*Poseł PO Jarosław Gowin uważa, że trzeba w większym zakresie wykorzystywać rozporządzenia, nawet bez związku z wetami prezydenta. Według Ryszarda Kalisza (SLD) stosowanie rozporządzeń zamiast rozwiązań ustawowych jest niekonstytucyjne. *
Politycy rozmawiali w sobotę w radiowej "Trójce" o piątkowych sejmowych głosowaniach nad wetami prezydenta Lecha Kaczyńskiego do ośmiu ustaw i o tym, czy możliwe jest, by w obliczu prezydenckich wet, rząd stosował rozporządzenia.
Sejm podtrzymał prezydenckie weta do pięciu ustaw - w tym do trzech zdrowotnych. Posłowie odrzucili weta do trzech ustaw, w tym dotyczącej emerytur pomostowych. W odrzuceniu weta do ustawy o "pomostówkach" rozstrzygające było poparcie klubu Lewicy.
"Prezydent jest w 5/8 zadowolony, bo na osiem ustaw - pięć, ale to oczywiście żart" - powiedział szef Kancelarii Prezydenta Piotr Kownacki pytany czy Lech Kaczyński jest zadowolony z wyników piątkowych głosowań.
Odniósł się też do opinii, że po uchwaleniu ustawy o emeryturach pomostowych ludzie pracujący w najcięższych warunkach mogą być zadowoleni, bo będą mieli pomostówki.
"Może przed świętami nie należy tego zbyt głośno mówić, ale gorąco zachęcam wszystkich hutników, którzy pracują w niezwykle ciężkich warunkach, spawaczy kadłubów statków - jeżeli jeszcze w ogóle statki będą produkowane w Polsce - żeby sprawdzili swoje angaże" - mówił Kownacki.
Bo - dodał - jeżeli są oni zatrudnieni po 1 stycznia 1999 r. to żadnych uprawnień nie mają. "Czyli dwóch kolegów pracujących w identycznych, ciężkich warunkach obok siebie: jeden ma takie uprawnienia, drugi nie" - powiedział szef Kancelarii Prezydenta.
Jak mówił, "emerytury pomostowe nie są, wbrew temu co twierdzą koalicjanci z PO i PSL, podyktowane warunkami pracy". "Tutaj podstawowym kryterium jest moment zatrudnienia.
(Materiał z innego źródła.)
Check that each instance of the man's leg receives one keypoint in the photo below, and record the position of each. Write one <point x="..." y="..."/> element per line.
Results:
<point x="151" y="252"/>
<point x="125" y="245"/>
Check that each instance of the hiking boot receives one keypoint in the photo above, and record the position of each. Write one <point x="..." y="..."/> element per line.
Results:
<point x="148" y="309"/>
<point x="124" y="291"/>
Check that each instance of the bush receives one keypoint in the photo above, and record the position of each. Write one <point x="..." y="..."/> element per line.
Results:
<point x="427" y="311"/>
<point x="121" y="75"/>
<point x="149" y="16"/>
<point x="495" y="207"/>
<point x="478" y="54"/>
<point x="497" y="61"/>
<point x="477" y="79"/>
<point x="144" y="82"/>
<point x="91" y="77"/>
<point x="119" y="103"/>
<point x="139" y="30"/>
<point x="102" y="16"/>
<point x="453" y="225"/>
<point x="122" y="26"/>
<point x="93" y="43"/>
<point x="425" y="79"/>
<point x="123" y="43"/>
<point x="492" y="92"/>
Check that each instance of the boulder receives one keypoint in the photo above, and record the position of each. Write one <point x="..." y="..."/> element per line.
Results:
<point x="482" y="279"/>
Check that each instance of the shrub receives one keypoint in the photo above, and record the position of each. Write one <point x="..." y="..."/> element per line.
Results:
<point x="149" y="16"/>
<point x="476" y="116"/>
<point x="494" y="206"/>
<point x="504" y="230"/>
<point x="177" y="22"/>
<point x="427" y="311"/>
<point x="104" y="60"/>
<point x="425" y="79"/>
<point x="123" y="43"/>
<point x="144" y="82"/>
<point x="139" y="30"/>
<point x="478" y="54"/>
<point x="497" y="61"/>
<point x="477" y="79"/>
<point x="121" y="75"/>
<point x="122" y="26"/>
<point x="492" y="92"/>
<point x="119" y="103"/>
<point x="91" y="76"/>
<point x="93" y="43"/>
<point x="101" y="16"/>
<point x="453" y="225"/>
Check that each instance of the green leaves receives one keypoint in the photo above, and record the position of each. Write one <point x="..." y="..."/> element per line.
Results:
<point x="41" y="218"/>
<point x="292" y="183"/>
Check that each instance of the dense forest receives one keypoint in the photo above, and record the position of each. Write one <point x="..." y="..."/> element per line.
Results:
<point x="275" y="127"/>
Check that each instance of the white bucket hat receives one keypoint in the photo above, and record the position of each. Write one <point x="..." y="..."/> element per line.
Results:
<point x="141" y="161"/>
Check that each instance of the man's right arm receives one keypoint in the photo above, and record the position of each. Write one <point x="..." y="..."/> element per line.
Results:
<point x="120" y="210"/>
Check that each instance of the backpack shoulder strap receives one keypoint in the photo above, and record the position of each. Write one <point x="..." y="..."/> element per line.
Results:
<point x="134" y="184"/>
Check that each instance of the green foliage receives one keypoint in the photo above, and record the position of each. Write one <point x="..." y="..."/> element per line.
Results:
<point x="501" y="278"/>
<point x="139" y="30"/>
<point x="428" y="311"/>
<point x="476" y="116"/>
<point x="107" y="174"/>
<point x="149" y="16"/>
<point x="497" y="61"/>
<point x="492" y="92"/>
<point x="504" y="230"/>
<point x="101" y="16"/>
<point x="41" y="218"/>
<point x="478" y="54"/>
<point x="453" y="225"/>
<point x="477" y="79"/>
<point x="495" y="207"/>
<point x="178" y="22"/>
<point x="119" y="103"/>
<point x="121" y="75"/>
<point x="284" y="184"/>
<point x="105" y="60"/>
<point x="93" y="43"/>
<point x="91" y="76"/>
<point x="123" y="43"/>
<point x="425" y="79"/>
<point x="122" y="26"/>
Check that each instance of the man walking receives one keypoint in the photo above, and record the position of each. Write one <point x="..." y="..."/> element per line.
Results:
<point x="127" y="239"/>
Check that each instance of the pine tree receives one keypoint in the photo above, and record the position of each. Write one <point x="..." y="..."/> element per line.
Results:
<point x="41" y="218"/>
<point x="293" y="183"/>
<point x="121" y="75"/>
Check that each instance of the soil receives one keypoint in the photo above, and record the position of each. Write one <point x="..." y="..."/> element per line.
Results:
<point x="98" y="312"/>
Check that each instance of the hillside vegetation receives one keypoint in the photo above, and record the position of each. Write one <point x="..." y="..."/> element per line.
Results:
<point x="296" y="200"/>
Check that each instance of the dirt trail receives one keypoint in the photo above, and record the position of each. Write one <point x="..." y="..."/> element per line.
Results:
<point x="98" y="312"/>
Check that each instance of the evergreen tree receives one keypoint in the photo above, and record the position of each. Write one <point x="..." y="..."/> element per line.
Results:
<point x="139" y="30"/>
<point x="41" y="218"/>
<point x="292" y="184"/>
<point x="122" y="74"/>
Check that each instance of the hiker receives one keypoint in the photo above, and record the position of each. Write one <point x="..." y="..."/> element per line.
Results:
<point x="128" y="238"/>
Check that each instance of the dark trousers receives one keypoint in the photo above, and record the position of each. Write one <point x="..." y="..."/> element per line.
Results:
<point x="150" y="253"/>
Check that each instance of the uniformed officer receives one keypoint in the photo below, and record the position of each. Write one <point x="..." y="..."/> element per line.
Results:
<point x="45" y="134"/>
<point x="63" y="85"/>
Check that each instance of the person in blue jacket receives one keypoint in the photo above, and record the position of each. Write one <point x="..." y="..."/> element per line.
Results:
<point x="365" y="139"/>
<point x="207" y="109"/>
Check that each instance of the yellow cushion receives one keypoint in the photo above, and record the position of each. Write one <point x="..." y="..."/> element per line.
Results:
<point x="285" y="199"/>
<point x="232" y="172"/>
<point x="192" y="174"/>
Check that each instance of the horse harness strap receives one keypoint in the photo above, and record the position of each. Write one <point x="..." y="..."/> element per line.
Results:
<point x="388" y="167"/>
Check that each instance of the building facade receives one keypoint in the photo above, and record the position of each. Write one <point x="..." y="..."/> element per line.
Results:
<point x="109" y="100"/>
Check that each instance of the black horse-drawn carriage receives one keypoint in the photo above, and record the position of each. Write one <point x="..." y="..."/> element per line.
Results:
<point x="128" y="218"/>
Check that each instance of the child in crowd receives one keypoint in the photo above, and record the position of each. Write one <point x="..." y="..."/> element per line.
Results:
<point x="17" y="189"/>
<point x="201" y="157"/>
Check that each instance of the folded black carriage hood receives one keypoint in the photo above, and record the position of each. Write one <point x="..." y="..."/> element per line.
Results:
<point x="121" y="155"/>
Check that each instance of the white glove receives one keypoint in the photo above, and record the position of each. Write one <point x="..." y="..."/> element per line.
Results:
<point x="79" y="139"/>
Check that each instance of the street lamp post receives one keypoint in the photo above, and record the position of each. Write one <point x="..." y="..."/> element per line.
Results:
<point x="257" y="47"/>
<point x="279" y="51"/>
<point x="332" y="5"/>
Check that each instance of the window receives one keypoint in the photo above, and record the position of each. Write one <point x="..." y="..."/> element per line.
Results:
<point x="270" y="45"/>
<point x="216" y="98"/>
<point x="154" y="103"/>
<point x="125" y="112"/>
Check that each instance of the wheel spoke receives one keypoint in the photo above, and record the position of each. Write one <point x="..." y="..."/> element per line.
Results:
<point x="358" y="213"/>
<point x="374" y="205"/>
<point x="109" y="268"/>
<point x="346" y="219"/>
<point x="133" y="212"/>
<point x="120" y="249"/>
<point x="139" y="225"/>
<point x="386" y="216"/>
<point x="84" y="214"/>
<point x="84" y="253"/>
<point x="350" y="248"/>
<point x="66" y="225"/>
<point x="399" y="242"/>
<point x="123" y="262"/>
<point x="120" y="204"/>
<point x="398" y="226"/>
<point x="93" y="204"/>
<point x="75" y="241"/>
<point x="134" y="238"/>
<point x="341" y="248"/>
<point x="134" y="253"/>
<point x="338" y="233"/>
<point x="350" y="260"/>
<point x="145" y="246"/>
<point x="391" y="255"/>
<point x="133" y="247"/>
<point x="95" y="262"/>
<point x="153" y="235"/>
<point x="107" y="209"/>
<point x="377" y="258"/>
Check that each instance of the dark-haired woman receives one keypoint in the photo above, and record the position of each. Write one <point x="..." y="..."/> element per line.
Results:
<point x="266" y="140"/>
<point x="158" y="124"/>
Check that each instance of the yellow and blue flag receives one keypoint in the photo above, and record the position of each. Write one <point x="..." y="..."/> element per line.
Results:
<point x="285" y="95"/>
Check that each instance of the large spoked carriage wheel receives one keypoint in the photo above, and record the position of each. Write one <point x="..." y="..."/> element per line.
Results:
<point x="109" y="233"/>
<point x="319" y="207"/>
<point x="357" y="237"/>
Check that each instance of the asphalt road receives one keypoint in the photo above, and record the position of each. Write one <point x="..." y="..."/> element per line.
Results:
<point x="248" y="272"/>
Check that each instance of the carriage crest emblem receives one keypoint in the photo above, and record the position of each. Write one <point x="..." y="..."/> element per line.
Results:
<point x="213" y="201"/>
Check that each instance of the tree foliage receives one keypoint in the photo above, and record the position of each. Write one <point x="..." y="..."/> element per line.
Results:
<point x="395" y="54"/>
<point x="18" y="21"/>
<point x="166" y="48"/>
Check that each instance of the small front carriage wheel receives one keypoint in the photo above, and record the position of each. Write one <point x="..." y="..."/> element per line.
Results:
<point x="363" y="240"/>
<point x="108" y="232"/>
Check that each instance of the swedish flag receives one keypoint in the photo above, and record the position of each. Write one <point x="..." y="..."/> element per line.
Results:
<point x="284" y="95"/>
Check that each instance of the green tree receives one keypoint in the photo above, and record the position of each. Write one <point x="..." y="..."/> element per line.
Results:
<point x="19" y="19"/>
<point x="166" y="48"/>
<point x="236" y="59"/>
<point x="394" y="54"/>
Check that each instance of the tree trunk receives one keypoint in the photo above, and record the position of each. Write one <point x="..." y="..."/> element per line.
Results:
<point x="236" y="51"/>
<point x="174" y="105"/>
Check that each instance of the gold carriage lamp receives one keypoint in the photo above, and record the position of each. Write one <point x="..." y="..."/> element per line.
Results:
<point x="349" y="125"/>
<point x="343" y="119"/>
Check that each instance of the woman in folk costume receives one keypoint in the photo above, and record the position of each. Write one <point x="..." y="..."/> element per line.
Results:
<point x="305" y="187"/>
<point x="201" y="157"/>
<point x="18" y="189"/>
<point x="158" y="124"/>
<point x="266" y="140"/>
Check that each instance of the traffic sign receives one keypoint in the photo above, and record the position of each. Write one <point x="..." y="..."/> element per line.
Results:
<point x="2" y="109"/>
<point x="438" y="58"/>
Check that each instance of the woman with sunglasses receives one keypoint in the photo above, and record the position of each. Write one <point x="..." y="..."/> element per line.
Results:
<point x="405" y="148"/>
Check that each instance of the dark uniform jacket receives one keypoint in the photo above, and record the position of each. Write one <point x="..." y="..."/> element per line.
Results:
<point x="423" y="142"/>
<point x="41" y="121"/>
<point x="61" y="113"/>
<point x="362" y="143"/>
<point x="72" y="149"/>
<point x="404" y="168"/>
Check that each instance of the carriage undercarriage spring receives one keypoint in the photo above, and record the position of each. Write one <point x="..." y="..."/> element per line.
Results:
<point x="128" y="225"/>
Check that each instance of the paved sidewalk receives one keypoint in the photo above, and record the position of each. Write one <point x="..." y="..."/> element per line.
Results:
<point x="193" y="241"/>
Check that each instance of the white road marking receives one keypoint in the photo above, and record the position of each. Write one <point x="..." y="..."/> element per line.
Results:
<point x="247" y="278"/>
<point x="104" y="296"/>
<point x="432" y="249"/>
I to właśnie było jedną z zasadniczych przesłanek weta pana prezydenta - nierówne traktowanie ludzi w identycznej sytuacji" - zaznaczył Kownacki.
"Krokodyle łzy" - tak wypowiedź Kownackiego skomentował poseł PO Jarosław Gowin. "Dlatego, że gdy PiS był u władzy - i chcę PiS za to bardzo pochwalić - przygotowywał analogiczny projekt, po pierwsze w imię odpowiedzialności za stan gospodarki, po drugie w imię sprawiedliwości, bo emerytury pomostowe są niesprawiedliwe" - mówił poseł PO.
Gowin powiedział też, że martwi go poparcie klubu Lewicy dla wet prezydenta do trzech ustaw zdrowotnych. "Tutaj rzeczywiście skutki mogą być fatalne, będziemy próbowali jakoś w okresie przejściowym rządzić przy pomocy rozporządzeń" - dodał.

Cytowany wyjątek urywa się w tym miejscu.